The WhIM-project site appears to be down, leaving my blog post about it a little too high in the search rankings–I’d much rather the actual research project be there for people to find! The project ended in September of 2016, and it appears that the site didn’t outlive that by much.

I don’t have any links to the papers published about the research at hand, though a quick search turned up several:

Llano, M., Rose Hepworth, Simon Colton, John Charnley, and Jeremy Gow. “Automating fictional ideation using ConceptNet.” In Proceedings of the AISB14 symposium on computational creativity. 2014.

Llano, Maria Teresa, Rose Hepworth, Simon Colton, Jeremy Gow, John William Charnley, Nada Lavrac, Martin Znidarsic, Matic Perovsek, Mark Granroth-Wilding, and Stephen Clark. “Baseline Methods for Automated Fictional Ideation.” In ICCC, pp. 211-219. 2014.
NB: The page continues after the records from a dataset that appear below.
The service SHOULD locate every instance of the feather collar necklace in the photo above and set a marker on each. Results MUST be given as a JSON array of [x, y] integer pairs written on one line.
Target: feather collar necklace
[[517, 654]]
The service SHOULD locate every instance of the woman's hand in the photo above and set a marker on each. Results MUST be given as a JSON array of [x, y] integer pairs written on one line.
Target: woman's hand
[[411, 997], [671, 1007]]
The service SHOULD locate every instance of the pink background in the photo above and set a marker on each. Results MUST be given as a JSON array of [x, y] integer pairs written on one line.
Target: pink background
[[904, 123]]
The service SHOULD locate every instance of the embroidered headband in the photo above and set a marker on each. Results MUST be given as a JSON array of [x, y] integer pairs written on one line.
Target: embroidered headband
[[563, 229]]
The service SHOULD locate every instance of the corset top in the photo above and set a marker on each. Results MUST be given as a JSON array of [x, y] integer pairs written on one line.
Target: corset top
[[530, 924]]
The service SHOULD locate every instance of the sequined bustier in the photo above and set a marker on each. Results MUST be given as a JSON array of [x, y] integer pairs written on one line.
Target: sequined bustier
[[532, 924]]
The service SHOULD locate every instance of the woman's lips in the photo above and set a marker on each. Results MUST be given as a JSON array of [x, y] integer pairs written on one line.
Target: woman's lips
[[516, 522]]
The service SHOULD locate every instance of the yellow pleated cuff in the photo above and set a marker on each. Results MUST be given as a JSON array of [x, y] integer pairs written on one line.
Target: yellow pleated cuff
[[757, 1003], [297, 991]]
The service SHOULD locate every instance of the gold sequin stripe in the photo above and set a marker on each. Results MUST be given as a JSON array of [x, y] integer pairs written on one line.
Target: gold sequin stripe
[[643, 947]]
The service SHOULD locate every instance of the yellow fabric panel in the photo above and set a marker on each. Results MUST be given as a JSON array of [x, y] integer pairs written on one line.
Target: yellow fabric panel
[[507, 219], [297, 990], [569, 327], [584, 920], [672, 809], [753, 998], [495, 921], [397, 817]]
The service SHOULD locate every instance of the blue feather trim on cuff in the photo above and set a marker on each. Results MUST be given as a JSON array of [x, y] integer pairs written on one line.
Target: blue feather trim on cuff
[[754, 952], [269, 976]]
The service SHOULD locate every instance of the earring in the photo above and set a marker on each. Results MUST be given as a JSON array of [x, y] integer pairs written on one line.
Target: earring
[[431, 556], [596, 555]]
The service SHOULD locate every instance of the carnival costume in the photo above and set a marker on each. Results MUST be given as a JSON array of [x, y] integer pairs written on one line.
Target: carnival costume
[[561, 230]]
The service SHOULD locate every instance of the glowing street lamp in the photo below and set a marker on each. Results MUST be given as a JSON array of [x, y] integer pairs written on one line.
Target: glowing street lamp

Valitutti, Alessandro. “Creative Systems as Dynamical Systems.” In ICCBR (Workshops), pp. 146-150. 2015.

I’m sure that there’s lots more out there.

(I also came across this completely unrelated paper about generating poetry in Bengali, which appears to be interestingly different from English text generation:
Das, Amitava, and Björn Gambäck. “Poetic Machine: Computational Creativity for Automatic Poetry Generation in Bengali.” In ICCC, pp. 230-238. 2014.)

If this is the kind of thing that interests you, you may want to check out the work coming out of the International Conference on Computational Creativity. ICCC 2017 was just a few weeks ago.